British Troops March Into Philadelphia
On September 26, 1777, British troops marched into Philadelphia and occupied the city forcing the Continental Congress, meeting in the Pennsylvania State House (later renamed Independence Hall), to flee to the interior of Pennsylvania.
General Washington and his army had battled the British south of Philadelphia at Brandywine Creek on September 11. That evening, Washington sent a letter to the Continental Congress reporting the outcome.
Washington's attempts to hold the British outside of Philadelphia failed. While the British occupied the city, Washington and his army took up winter quarters at Valley Forge. Supplies and morale were low as the troops braved the snow and near starvation. The soldiers of the War for Independence endured bleak times at Valley Forge.
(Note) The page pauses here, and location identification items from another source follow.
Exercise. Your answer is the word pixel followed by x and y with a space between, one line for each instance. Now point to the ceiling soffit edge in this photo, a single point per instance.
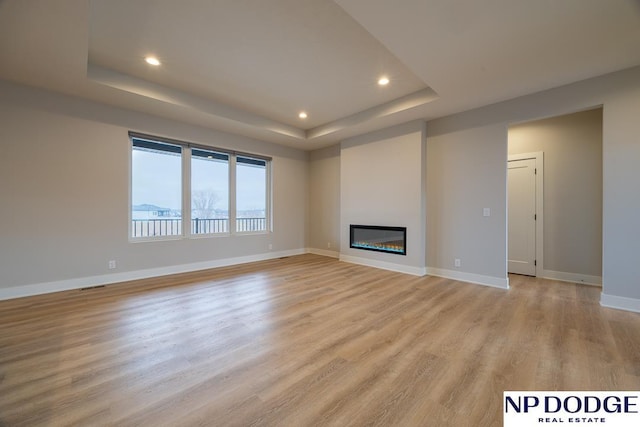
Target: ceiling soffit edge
pixel 141 87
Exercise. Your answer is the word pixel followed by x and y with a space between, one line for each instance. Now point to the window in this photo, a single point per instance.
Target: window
pixel 251 195
pixel 156 189
pixel 209 192
pixel 174 182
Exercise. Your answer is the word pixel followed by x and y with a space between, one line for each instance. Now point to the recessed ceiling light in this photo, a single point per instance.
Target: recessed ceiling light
pixel 152 60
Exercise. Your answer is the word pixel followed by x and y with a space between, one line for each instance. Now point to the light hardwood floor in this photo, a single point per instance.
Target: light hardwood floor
pixel 304 341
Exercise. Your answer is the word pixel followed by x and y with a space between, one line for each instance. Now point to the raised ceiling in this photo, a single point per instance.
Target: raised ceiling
pixel 249 66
Here in the winter of discontent, our fortunes sank to the lowest point. But from this place, Washington went forth conquering, and to conquer, and to become the foremost man of all the world.”— "At Valley Forge," speech by Speaker of the House Champ Clark
In 1777, as part of a grand strategy to end the war, the British sent an invasion force from Canada to seal off New England, which the British perceived as the primary source of agitators. In a major case of mis-coordination, the British army in New York City went to Philadelphia which it captured from Washington. The invasion army under Burgoyne waited in vain for reinforcements from New York, and became trapped upstate. It surrendered after the Battle of Saratoga, New York, in October 1777. From early October 1777 until November 15 a pivotal siege at Fort Mifflin, Philadelphia, Pennsylvania distracted British troops and allowed Washington time to preserve the Continental Army by safely leading his troops to harsh winter quarters at Valley Forge.